Corey Duplechin and Terrence Higgins on bass and drums, laid down a groove for Benoit to ride. And when he did pause to catch his breath the moments between songs were opportunities for his oddball, skewed sense of humor.
Playing with the cord that ran from his guitar to his amplifier, Benoit noticed a funny sound. “You know how things work really good right up until they break?” Later he would segue into a rambling monologue about his merchandise. “Don’t ever put your face on a shirt. I don’t wear my own shirts, that’s weird, man…walking around with a shirt with your face on it. Okay…I did it…once.”
On the subject of his name: “It’s Tab. My Mama gave me that name. Like the soda. It kills laboratory rats while you lose weight. So pour yourself a glass, and put a little in a bowl and stick it behind the refrigerator.”
As funny as his rambles were, Benoit never let them go too long, or overshadow the music. The rest of the night was like a highlight reel, and the bayou bluesman played to his audience and to his strengths. Particularly pleasing was “I Got Loaded,” a party song that never seems to disappoint. Calls for “Night Train” were rewarded with a hard rocking rendition that seemed to excite Benoit as much as the crowd.
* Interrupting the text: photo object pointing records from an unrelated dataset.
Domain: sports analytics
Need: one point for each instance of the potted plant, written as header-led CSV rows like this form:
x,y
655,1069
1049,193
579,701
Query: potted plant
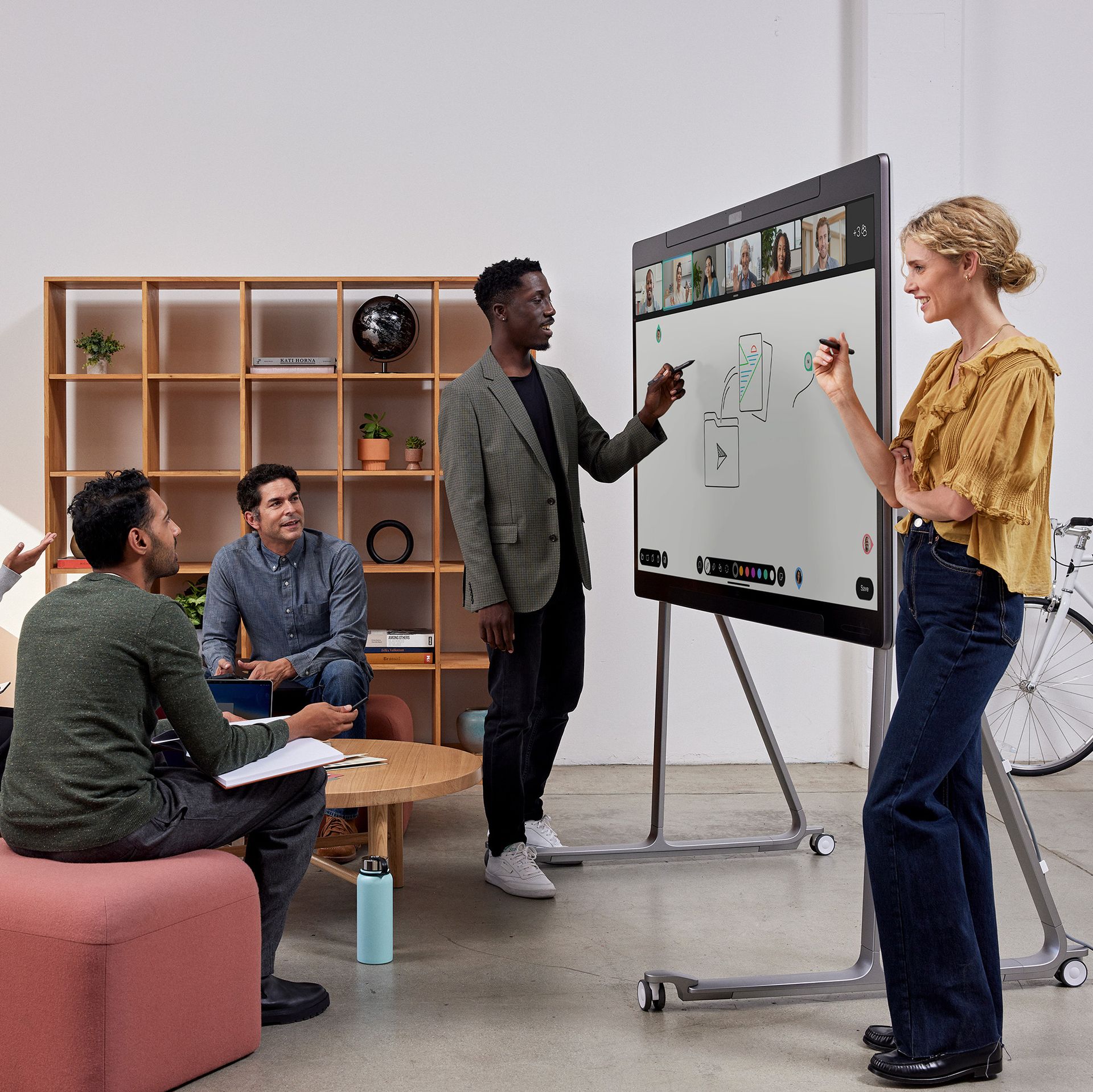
x,y
192,603
374,446
100,348
414,445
And Benoit’s fretwork never grew tiresome, as he managed to vary his approach to the Telecaster in a way that allowed him to showcase his technique while remaining focused on his bandmates and on his material. It was full-tilt boogie all the way. When the last note was played and the house lights came on, my buddy Carl turned in his chair and said, “That was no fruity drink music; that was straight whiskey.”